El País, Lorraine Delorenzo, 15-07-2026

El proceso administrativo del padrón municipal no se está cumpliendo o presenta importantes dificultades de efectividad en más de la mitad de las grandes ciudades de Cataluña. Es una de las conclusiones de un estudio elaborado por las Entidades Catalanas de Acción Social (ECAS), a partir de un sondeo realizado junto a Ksnet, donde identifica que 40 de los 60 municipios más poblados del territorio presentan incidencias o dificultades en el proceso de empadronamiento. Además, en 29 municipios (10 de ellos situados en el Área Metropolitana de Barcelona), no se empadrona a todas las personas que lo solicitan. Carlos Macías, director de ECAS, ha señalado este martes que “las trabas no son casos aislados ni un problema puntual de una administración determinada”.
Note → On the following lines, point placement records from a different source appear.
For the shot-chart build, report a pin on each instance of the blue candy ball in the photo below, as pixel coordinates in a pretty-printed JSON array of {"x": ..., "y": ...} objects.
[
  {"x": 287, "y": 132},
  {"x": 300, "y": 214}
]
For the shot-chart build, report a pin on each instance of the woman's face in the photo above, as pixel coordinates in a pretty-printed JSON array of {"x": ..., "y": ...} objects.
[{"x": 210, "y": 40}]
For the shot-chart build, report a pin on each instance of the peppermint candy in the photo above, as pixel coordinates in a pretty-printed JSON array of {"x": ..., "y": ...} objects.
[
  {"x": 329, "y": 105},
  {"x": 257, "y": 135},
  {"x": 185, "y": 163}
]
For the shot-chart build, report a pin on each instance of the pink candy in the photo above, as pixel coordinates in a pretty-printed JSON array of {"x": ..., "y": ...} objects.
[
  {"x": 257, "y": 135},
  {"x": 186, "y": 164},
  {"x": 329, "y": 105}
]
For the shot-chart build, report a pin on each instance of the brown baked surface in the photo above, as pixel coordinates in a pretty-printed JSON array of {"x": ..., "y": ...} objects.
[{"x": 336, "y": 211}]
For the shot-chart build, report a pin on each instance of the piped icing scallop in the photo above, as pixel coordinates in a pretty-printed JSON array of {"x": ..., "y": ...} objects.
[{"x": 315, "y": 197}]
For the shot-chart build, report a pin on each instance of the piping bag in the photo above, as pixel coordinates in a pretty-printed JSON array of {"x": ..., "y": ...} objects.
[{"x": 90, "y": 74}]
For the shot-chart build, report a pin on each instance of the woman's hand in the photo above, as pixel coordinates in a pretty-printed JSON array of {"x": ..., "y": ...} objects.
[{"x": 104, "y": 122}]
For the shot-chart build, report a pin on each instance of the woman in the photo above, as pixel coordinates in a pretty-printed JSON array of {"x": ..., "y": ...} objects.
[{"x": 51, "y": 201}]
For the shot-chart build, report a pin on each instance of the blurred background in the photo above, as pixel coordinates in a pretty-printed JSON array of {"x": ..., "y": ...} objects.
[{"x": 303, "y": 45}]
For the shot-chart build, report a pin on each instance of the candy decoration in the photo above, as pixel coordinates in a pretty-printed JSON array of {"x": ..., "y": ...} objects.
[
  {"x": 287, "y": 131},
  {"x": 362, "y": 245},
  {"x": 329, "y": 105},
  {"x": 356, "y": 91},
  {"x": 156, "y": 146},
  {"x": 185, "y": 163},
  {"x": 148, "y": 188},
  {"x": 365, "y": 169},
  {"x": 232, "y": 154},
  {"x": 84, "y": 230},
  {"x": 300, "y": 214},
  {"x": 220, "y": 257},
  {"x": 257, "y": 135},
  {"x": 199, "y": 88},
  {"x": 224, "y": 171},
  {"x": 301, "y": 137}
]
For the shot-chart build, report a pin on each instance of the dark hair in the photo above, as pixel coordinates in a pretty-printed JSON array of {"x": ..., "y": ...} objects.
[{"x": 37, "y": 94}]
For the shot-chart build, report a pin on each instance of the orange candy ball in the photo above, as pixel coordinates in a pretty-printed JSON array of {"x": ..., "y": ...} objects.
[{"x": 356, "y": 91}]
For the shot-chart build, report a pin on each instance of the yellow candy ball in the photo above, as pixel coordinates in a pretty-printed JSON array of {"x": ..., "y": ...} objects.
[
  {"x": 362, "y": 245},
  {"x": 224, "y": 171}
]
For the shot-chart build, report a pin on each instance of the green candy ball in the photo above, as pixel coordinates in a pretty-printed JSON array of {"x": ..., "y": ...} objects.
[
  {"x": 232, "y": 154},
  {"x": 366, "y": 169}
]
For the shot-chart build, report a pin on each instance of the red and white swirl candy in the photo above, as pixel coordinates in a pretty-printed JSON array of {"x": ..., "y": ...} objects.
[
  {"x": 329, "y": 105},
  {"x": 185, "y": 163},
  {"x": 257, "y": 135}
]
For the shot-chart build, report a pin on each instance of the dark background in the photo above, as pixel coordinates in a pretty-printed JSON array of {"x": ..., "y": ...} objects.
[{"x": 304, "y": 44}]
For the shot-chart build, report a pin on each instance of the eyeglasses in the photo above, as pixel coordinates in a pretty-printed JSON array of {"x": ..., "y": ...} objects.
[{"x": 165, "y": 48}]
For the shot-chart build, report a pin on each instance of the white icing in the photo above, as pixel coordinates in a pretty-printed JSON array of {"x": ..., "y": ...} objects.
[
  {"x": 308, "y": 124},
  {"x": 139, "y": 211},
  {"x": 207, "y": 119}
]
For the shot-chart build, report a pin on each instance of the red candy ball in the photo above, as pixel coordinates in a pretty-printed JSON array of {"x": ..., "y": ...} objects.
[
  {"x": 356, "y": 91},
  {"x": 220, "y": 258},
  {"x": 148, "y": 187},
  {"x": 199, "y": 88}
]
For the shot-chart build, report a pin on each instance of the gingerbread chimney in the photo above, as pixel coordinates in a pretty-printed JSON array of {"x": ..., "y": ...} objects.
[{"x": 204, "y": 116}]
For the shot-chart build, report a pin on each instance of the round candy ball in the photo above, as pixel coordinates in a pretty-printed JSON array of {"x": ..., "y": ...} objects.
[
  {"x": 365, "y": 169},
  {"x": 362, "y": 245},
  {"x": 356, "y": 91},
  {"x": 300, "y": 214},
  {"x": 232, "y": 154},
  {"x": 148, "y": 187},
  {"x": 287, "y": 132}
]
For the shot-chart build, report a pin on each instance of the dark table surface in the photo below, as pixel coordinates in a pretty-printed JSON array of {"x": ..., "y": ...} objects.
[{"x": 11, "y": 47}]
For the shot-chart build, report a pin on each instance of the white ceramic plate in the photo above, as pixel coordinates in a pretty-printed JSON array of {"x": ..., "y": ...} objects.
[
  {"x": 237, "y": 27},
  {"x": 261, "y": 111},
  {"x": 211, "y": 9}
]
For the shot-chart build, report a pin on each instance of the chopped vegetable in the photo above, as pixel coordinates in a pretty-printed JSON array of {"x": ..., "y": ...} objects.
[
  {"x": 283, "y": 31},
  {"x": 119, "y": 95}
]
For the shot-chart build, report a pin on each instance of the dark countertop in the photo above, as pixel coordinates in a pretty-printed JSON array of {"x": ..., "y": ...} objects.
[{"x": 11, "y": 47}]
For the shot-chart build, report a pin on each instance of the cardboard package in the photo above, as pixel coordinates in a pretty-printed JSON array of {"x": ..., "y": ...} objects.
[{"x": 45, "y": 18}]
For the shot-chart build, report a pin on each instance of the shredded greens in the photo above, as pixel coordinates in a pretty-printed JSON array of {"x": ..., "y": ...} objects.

El estudio, que surgió a raíz de una pregunta formulada por un periodista sobre la realidad actual del proceso de empadronamiento, buscar presentar una radiografía actualizada de la situación de este trámite en Cataluña, a partir de las aportaciones cualitativas de 54 entidades sociales y de otros agentes que acompañan a personas en situación de vulnerabilidad, como sindicaturas de greuges y plataformas vecinales.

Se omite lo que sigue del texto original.